Yield inversion not necessarily omen of recession
Investors and advisers are being told not to read too much into an inverted bond yield curve.
Tuesday, April 23rd 2019, 5:00AM
In the US, long-dated bonds now have lower yield than short-dated bonds, which indicated the market is betting on an imminent recession.
New Zealand's yield curve is still largely flat.
Bevan Graham, AMP Capital New Zealand managing director, said speculation was rife that the inversion was a "harbinger of recessionary doom".
But he said, while every US recession had been preceded by flattening or inversion of the yield curve, it was not true that every inversion had led to a recession.

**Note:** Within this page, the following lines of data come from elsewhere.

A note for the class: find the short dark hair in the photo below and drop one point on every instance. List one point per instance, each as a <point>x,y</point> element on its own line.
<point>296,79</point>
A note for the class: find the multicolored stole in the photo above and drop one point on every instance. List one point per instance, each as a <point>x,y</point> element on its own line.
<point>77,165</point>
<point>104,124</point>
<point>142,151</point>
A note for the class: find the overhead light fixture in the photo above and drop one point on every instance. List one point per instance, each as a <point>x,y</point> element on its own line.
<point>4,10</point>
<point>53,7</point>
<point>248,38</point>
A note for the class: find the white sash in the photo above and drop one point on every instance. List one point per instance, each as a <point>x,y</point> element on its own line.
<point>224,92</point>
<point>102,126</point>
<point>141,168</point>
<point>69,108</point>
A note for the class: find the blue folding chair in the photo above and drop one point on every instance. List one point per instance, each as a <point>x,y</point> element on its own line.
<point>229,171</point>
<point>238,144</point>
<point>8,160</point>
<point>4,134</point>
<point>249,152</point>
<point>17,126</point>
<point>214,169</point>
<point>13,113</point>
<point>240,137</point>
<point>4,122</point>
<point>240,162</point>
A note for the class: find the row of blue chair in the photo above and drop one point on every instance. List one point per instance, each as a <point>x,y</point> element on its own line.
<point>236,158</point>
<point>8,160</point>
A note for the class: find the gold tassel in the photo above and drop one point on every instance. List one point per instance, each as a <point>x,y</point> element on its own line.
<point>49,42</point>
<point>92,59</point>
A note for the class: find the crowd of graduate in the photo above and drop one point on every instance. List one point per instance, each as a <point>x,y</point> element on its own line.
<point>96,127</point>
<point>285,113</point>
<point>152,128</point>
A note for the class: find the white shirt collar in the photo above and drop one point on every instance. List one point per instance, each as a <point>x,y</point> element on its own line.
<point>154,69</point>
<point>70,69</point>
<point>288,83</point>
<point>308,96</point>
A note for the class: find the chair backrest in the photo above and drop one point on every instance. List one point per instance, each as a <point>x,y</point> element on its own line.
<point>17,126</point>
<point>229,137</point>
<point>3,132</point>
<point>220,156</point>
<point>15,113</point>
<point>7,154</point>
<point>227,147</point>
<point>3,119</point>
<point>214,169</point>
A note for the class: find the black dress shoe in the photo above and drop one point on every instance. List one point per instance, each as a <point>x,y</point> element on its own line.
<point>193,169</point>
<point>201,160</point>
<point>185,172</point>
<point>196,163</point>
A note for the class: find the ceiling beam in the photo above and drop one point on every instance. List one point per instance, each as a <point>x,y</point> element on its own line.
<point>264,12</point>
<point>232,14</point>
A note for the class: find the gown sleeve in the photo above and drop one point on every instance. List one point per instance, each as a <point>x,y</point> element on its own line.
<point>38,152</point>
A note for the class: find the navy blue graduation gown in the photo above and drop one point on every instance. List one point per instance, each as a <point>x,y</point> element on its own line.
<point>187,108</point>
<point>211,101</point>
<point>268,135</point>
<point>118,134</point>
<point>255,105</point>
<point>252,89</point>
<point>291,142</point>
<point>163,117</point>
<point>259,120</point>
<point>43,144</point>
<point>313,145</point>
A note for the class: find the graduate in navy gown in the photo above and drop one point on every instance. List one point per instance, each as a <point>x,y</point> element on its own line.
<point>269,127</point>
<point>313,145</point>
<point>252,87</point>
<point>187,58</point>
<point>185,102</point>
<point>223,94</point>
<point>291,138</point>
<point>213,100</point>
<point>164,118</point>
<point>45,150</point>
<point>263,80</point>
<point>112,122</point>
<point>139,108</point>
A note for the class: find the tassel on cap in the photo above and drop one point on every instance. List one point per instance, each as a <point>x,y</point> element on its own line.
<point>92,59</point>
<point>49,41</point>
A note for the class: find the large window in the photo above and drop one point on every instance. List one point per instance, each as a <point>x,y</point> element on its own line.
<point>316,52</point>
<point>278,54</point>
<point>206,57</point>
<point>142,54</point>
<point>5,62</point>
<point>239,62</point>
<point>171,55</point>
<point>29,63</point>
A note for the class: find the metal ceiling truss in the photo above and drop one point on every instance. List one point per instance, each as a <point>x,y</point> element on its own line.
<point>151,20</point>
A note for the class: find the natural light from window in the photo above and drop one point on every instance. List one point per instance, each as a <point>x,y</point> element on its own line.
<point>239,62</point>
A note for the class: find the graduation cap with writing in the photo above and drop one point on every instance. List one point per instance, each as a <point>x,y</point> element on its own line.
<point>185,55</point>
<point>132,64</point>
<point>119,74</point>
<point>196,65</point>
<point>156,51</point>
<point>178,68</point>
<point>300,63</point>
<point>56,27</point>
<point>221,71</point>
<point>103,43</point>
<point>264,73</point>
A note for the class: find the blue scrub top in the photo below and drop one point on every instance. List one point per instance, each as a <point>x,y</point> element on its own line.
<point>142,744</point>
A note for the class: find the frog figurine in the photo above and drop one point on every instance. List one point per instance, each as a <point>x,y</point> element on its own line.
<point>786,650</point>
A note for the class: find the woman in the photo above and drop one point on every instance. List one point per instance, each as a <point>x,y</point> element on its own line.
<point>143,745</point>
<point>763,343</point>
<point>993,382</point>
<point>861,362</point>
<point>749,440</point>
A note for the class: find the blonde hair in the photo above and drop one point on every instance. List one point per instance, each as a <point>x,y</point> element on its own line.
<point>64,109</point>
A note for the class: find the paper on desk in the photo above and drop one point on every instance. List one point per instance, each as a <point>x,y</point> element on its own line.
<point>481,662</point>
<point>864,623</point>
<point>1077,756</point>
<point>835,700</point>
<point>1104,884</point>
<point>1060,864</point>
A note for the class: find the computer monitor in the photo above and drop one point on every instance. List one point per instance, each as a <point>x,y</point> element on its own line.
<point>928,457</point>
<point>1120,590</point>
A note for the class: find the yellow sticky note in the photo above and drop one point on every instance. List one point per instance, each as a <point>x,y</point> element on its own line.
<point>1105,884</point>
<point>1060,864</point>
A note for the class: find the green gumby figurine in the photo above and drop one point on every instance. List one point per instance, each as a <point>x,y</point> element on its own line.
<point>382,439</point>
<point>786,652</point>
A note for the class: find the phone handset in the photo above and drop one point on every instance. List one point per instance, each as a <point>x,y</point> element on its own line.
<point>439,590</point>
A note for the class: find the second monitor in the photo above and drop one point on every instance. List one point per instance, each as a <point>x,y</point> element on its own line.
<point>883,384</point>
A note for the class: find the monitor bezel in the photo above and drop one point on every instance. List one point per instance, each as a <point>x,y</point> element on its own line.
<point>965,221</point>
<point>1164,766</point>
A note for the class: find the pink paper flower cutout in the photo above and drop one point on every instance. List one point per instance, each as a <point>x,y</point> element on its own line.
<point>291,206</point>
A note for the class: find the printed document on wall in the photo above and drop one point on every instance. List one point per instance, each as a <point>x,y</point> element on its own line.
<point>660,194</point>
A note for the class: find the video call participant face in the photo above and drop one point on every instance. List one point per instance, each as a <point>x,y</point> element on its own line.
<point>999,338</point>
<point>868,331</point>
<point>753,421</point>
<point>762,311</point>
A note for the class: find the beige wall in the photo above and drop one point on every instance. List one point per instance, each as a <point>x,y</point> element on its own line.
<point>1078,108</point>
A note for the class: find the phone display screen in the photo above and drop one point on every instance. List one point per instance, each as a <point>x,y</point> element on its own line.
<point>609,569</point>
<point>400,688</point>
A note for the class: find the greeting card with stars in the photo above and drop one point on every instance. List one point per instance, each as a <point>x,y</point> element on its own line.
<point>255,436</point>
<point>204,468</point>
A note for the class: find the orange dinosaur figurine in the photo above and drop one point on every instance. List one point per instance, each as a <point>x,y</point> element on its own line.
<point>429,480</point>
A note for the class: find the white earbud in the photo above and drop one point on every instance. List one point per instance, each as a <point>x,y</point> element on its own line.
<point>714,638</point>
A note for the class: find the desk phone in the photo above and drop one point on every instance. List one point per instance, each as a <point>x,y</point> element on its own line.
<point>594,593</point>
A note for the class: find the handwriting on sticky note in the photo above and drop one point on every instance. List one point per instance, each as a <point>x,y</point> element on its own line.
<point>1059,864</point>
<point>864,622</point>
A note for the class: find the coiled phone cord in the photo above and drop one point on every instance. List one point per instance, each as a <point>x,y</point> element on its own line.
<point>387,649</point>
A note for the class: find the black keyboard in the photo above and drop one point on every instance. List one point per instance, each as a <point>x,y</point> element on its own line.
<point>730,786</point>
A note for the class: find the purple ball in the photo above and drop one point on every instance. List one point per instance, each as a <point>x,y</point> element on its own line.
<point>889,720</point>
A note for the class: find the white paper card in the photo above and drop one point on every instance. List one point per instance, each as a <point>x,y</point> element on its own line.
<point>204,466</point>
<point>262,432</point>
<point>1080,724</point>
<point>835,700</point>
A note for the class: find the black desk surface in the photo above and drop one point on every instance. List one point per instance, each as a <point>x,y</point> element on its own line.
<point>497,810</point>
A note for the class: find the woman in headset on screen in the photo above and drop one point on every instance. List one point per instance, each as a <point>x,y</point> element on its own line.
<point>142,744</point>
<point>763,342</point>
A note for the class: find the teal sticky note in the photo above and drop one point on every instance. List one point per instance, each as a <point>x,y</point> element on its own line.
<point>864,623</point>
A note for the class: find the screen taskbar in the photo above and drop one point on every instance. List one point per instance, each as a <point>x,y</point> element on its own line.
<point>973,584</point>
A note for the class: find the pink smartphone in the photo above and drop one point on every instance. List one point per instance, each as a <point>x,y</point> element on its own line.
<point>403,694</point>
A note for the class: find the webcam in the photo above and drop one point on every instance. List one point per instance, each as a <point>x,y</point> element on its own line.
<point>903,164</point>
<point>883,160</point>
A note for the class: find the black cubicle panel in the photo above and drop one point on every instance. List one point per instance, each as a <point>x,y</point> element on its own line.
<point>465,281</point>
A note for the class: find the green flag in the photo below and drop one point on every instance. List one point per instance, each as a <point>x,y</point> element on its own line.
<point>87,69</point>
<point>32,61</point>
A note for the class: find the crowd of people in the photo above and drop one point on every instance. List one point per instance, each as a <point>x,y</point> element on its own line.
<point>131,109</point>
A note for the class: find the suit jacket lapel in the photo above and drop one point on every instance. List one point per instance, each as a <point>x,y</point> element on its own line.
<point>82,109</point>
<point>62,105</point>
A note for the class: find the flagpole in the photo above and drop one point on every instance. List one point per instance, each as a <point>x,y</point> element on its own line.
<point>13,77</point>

"There are a number of reasons why we don’t think it will this time. There is still the question of the extent to which the Fed’s quantitative easing programme has and still is suppressing yields by way of decimation of the term premium.
"Assuming that is the case and that longer-dated yields are artificially low, then it follows that the yield curve is artificially flat.
"At the same time, a number of other factors that tend to accompany the yield curve flattenings that have preceded recessions are not present. In particular, bank lending growth remains positive and credit spreads remain tight. We would start to become more worried about the state of the US economy should the inversions become deeper and more sustained, but also accompanied by other factors including lower lending growth and a widening of credit spreads."
MJW analysts said the New Zealand curve had inverted for a sustained period between 2004 and 2008.
"While yields are significantly lower today, the curve is not especially differently shaped from what it was in July 2004... The current situation, therefore, far from guarantees that a recession is around the corner. One should be cautious of
trying to time the market."
Graham said he was still cautiously positive on equities because economies around the world were in moderate expansion and there was no embedded inflationary trend.
"While there are risks that could push the markets periodically downwards, we believe last year’s volatility and downward market moves have restored some value, and that the ultimate trend will be towards higher international equity markets by year end."
He said AMP Capital had used the December and January uncertainty to lift its exposure to international equities.
"It is unlikely that such opportunities will recur in international equities near-term, but there may be scope for a better entry point for added exposure to Australian and even emerging market equities."